LAS VASIJAS DE LA BISABUELA


Se cuenta que en uno de los tradicionales barrios de Buenos Aires una joven había decidido vender la casona de su bisabuela. Había recorrido las alamedas y los inmensos jardines con su abuela, después con su madre y, desde su reciente matrimonio, con Pedro, su marido.

La vivienda era un patrimonio de las mujeres de la familia. Todas habían dejado allí sus huellas: la abuela Sara, un piano de cola; su madre, un atril y pinceles, y de la bisabuela quedaban enormes vasijas, algunas acondicionadas como macetas en el patio delantero y otras arrumbadas desde siempre en un galpón del jardín.
Ninguna de sus antecesoras pensó jamás en deshacerse de la casona, por eso la inquietaba la decisión que había tomado. Cada vez que leía el cartel: “SE VENDE”, se sentía vagamente culpable, como si se traicionara un mandato familiar o estuviera violando una secreta norma. Pero le había prometido a su marido que se desprendería de la casa y ese cartel certificaba su compromiso.
Aquel verano, la joven y su esposo llegaron con los primeros días de enero agobiados por el calor. Los recibieron la fresca amplitud de las salas de anchos muros y la sombra de los álamos.
Todos los días salían a caminar por los alrededores, les gustaba internarse en la brumosa arboleda que rodeaba la casa. Sin embargo, los detenía un sonido extraño que provenía del galpón: algo parecía raspar incesantemente las gigantescas vasijas.
Ella recordó que cuando era niña les había preguntado a su madre y a su abuela sobre el origen de aquel ruido. También recordó que habían sonreído cuando le comentaron que era parte del encanto de la casa y que no debía preocuparse por él.

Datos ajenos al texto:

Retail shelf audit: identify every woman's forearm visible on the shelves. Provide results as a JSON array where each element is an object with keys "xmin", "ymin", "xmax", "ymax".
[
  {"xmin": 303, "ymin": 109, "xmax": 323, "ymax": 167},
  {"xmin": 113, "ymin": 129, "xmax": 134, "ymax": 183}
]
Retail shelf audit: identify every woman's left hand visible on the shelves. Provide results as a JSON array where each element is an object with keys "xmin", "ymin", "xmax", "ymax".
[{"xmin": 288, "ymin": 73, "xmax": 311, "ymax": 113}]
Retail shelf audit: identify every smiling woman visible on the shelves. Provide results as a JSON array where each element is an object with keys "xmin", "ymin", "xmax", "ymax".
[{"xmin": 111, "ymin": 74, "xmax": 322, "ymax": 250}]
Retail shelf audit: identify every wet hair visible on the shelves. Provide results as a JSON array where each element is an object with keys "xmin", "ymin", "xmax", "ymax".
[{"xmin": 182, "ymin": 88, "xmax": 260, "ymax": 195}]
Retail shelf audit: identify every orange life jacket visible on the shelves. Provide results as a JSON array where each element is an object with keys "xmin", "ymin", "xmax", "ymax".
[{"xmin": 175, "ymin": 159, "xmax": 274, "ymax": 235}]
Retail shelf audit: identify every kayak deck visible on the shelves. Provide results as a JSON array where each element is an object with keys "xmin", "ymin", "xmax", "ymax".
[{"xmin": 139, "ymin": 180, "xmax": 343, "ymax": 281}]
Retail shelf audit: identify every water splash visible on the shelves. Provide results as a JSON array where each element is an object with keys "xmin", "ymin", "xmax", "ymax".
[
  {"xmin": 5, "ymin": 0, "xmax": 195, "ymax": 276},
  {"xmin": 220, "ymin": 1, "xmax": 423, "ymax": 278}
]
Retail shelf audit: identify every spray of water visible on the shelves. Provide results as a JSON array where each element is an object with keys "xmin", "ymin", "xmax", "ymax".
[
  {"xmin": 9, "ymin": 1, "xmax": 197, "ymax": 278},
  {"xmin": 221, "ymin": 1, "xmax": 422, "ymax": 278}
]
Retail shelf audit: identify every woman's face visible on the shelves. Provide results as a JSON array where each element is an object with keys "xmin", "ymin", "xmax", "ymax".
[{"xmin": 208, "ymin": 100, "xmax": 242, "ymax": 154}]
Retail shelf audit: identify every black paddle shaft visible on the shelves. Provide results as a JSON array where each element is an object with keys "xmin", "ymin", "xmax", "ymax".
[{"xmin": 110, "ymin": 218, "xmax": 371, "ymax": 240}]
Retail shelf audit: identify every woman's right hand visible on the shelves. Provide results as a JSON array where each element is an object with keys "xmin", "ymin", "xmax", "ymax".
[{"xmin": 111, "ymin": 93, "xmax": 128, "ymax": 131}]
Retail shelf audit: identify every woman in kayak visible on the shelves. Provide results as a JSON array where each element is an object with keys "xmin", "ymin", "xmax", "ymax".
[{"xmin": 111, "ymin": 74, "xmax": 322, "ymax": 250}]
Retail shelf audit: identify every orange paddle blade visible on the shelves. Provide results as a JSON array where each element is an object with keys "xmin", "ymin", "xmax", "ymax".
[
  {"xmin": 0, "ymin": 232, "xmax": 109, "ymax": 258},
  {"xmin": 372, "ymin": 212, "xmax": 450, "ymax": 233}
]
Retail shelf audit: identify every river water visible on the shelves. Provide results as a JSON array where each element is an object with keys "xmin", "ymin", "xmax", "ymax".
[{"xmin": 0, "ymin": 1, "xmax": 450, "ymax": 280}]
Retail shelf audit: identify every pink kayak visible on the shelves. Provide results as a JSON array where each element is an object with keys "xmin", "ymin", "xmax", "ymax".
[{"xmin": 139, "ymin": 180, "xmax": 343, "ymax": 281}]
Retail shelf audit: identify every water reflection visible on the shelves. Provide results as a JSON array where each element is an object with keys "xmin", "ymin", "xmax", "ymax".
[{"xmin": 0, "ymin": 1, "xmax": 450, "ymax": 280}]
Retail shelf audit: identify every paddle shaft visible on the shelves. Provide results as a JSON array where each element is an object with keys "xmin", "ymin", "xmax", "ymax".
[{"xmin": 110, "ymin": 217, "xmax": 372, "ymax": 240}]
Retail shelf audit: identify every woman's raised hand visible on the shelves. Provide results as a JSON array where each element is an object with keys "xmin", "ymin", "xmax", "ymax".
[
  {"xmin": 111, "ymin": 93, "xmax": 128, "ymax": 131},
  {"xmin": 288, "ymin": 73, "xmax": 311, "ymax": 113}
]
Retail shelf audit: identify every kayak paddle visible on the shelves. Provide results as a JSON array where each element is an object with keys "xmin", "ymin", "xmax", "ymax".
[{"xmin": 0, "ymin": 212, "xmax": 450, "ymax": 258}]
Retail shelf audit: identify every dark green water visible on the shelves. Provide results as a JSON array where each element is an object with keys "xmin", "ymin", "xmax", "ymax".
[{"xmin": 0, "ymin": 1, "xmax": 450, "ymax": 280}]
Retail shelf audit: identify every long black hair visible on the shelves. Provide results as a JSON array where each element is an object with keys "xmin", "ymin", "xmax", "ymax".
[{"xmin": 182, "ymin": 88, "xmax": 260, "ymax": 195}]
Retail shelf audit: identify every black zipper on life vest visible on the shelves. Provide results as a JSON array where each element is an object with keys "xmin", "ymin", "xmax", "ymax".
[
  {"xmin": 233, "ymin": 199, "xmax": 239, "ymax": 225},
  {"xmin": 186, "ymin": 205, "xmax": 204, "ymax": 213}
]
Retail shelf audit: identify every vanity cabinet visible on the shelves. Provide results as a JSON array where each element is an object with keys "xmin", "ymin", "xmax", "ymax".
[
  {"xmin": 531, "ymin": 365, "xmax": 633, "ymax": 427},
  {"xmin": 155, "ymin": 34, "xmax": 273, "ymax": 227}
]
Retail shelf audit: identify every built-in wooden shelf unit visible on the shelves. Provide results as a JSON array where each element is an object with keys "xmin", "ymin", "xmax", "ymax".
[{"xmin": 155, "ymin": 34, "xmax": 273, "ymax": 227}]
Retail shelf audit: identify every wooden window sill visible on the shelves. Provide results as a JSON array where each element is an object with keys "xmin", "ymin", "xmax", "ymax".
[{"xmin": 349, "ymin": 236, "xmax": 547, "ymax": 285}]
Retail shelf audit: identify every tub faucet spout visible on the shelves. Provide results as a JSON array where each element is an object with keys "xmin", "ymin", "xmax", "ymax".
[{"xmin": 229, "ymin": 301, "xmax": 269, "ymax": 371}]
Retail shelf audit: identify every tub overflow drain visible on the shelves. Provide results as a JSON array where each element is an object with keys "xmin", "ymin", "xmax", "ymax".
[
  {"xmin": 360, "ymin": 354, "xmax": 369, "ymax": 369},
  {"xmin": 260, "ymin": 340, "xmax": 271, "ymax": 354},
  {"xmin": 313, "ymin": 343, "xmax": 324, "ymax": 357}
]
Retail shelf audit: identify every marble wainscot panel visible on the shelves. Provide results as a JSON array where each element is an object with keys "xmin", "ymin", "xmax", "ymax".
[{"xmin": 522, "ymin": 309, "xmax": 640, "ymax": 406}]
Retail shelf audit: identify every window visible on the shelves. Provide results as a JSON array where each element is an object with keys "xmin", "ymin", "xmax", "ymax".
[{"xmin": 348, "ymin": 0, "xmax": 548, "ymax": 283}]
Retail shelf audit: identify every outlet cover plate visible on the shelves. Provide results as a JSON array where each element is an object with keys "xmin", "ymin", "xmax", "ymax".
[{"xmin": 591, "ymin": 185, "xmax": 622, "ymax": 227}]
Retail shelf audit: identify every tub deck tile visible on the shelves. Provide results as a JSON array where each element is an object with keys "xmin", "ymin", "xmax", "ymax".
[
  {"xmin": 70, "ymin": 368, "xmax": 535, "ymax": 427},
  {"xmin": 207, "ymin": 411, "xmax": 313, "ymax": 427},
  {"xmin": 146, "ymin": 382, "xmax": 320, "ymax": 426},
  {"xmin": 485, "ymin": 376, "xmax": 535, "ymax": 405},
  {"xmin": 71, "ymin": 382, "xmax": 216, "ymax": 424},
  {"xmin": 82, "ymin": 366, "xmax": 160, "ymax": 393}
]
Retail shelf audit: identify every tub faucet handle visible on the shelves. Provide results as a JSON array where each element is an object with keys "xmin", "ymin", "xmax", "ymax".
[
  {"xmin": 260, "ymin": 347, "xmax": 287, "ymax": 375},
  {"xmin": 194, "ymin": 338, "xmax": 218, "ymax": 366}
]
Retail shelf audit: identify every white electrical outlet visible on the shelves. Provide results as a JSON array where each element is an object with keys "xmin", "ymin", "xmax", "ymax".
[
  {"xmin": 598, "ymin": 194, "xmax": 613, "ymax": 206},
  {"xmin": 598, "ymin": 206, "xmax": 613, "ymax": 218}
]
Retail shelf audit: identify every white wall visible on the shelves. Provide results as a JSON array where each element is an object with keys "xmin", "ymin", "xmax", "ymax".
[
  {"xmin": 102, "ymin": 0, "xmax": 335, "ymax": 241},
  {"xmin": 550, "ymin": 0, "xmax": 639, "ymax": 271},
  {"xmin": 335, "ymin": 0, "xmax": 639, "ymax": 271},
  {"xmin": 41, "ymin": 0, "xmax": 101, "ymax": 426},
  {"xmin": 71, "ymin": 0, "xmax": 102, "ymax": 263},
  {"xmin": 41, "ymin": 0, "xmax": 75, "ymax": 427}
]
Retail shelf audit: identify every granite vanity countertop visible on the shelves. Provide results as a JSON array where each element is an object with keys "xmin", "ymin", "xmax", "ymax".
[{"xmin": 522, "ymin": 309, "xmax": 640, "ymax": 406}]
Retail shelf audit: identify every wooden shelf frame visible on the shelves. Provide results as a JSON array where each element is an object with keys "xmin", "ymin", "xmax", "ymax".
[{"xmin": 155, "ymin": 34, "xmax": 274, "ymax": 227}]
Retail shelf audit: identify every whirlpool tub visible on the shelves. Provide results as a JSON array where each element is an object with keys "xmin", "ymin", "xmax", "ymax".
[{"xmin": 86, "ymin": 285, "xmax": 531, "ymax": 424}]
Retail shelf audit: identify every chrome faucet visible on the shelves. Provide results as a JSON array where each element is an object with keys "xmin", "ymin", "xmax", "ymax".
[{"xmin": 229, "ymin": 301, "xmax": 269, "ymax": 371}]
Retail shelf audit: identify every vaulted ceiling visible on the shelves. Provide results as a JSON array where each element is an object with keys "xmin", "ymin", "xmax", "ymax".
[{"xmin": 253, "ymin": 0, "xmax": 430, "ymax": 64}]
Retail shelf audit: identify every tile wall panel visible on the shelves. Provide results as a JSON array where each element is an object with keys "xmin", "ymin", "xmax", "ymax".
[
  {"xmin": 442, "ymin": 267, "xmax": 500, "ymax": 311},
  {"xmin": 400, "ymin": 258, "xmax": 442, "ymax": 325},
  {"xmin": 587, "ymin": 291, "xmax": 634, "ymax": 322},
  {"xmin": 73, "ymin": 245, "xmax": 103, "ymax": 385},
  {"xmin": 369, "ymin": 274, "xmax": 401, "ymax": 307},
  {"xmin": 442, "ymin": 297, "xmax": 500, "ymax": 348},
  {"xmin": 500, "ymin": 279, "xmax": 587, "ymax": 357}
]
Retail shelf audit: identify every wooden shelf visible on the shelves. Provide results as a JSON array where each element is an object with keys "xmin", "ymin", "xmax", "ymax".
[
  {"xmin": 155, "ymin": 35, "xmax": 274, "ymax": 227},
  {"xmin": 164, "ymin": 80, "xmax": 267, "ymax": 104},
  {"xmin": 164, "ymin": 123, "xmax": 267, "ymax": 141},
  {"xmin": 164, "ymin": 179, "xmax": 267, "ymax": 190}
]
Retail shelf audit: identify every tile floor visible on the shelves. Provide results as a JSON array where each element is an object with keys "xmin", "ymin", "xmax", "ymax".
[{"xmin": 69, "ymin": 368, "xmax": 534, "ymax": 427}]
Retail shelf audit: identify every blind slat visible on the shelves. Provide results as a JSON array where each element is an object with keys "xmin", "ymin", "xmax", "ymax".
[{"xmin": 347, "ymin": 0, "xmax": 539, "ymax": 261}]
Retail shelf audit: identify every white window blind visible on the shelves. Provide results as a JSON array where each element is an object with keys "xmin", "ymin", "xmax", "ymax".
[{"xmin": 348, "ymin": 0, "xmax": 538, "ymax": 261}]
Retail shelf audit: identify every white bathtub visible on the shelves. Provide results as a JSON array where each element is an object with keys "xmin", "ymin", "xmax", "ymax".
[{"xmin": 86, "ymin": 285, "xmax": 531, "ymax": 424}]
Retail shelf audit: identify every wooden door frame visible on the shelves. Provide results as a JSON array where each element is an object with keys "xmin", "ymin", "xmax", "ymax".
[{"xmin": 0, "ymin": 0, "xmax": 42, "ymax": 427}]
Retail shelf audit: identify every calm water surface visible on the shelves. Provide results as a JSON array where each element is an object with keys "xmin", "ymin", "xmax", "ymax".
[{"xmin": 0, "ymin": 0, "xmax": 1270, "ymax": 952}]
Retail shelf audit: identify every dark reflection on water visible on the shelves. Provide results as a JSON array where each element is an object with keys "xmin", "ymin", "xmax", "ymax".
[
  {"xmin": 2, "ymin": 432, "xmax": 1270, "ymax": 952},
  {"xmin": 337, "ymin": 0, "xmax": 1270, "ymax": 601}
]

A su esposo no le pareció convincente la explicación y decidió que ya era hora de enterarse de lo que sucedía en el cobertizo, aunque estaba seguro de que se trataba de ratas. Además, si iba a venderse la casona, era mejor hacer una limpieza en ese lugar, que seguramente no se había tocado desde mucho antes de la muerte de su bisabuela.
La eventual presencia de ratas fue decisiva para la muchacha. Aceptó la empresa y a la mañana siguiente pusieron manos a la obra.
La que estaba enterada de todos los movimientos era doña Flore, la vecina de la casa de al lado que los miraba indiscretamente “con el afán de ayudarlos, nada más”, según les aclaraba. A ella le pidieron una escoba y un plumero, como para comenzar.
El portón de madera del cobertizo estaba cerrado por una cadena de gruesos eslabones ceñida con un candado de hierro oxidado. Pensaron que era imposible abrirlo, porque no tenían la llave, así que el hombre, lima en mano, arremetió contra la cadena. Trabajó toda la mañana, después de almorzar reinició la tarea y por la tarde ya estaban listos para el ingreso.
Aquel sitio estaba inundado de polvo, las telas de araña colgaban desde el techo, vestían las paredes y tapizaban las vasijas. Por el suelo había desparramados nidos de pájaros deshechos cubiertos por el moho. En un rincón, yacía una vasija casi desdibujada por la densa atmosfera. Pero no se veían rastros de roedores. El aire espesado por la humedad y el polvo era irrespirable.
Decidieron ventilar el lugar para retornar al día siguiente.
Pero por la noche escucharon con mayor intensidad el raspar que los perturbaba. Ella no durmió bien, cerca del mediodía la despertaron los gritos de su marido.
Corrió hasta el cobertizo y lo encontró parado frente a la vasija más grande, con las pupilas dilatadas y el pecho jadeante.
“Aquí adentro hay un esqueleto”, aseguró él y agregó: “Tiene los huesos de un brazo totalmente desgastados…”.
“Como si hubiera estado raspando la vasija para que lo sacaran”, pensó ella, pero no lo dijo.
Nada supo doña Flor de lo que había ocurrido en el interior de la casa. Lo extraño es que ni siquiera los vio partir, parece que justo en ese momento se distrajo con su mateada.
Dicen en el barrio que solo Francisco, el vendedor de linternas, fósforos y velas, los vio correr y desaparecer entre los álamos del jardín.
Lo cierto es que los vecinos del lugar aún hoy escuchan ruidos extraños bajo el cobertizo, por eso eligen cruzar la vereda para pasar lejos de la casa, que todavía sigue en venta.